A clergyman in Hartlepool who has stammer has explained how speech and language therapists have helped transform his speech.

Andrew Craig, a reverend at Stranton and Burbank Church in Hartlepool, has been treated by the speech and language therapy team over the last few years.

stammering-awareness-dayAndrew has been working with Kirsten Liddle  (pictured together), a speech and language therapist clinical lead in fluency at the trust.

As part of International Stammering Awareness Day, Andrew talked about how the team can help.

He said: “The speech and language therapists are wonderful people who will help someone like me get the help they need.

“When I got into my 40s a friend suggested to me that speech therapy had come on a long way and I should try it. I was referred by my GP and saw a lovely speech therapist called Kirsten.

“She did video sessions with me, helped me to analyse my stammer, taught me how to deal with my blocking – over a period of three to four years it transformed the stammer and even though it is still there now, it is not noticeable.

“I still see her now every six months, we talk about how things are going and discuss what helps and she reminds me about my techniques. Seeing Kirsten is the best thing I have ever done for my speech.

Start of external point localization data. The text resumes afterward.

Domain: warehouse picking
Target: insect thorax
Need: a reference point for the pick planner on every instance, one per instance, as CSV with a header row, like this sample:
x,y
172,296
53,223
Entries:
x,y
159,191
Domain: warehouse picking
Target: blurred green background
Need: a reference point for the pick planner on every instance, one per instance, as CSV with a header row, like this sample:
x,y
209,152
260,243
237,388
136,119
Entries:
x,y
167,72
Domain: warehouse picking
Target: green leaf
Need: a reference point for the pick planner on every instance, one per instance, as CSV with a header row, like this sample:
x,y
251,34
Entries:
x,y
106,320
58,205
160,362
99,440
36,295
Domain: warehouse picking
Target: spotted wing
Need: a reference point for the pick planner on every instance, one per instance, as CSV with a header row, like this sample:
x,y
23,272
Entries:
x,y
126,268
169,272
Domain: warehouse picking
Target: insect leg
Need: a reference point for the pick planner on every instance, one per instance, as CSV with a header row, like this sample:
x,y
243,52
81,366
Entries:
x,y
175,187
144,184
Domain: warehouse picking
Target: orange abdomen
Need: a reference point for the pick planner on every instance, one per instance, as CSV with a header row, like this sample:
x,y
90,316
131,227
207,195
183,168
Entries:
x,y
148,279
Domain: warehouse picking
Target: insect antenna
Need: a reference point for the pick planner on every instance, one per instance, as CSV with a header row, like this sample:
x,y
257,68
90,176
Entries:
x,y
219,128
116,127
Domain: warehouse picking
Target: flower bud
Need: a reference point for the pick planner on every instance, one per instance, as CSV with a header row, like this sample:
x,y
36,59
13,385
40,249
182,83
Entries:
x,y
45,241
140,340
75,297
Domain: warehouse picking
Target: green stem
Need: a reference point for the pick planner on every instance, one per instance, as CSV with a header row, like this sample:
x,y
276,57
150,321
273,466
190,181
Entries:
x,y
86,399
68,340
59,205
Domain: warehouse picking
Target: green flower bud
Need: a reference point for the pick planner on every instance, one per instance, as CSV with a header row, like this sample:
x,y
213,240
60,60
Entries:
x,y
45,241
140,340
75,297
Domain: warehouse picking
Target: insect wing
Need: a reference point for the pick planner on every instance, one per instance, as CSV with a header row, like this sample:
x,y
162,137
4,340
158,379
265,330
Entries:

“Strangely, my stammer has never been an issue when I am doing my work, reading a sermon. It can be more difficult for me when I get in a situation where I have anxiety and stress or when I’m trying to say something more spontaneous. What is helpful is when people are relaxed, patient, and as normal as possible with you.

“People like Kirsten have a huge amount of experience and can help you. They help you to look at your body language and your wider communication skills as well as the technical stuff for your stammer which helps.”

Kirsten said: “There are a lot of myths about stammering which are not true. Stammering has nothing to do with intelligence or personality type – people who stammer are no different to anyone else in either respect.

“Stammering can run in families and someone who stammers may have someone else in the family who stammers. We know that a vulnerability to stammering can be passed on in your genes.

“New research shows that the way that a person’s brain is wired up is slightly different for someone who stammers. I say this because some people have a perception that people who stammer could speak fluently if they tried harder.

“The more we find out the more we realise it is exactly the same as any physical issue.
“We all talk better when we are relaxed – the more relaxed you are the easier it is to get your thoughts across but the reason the stammer is there is not because the person is inherently nervous or shy.

“Good therapy is about a partnership – the therapist and the client or family bringing their knowledge together and coming up with something which works for that individual. Successful therapy is about achieving whatever outcome that person wants to achieve.

“There is a real risk that if you push your agenda too hard – like achieving complete fluency – this can have a negative impact on the person’s self-esteem and well-being which is not what we want.

“Speech therapy is here to support people of any age (adults and children) to reduce the impact of the stammering and enable them to live the life they want to live.”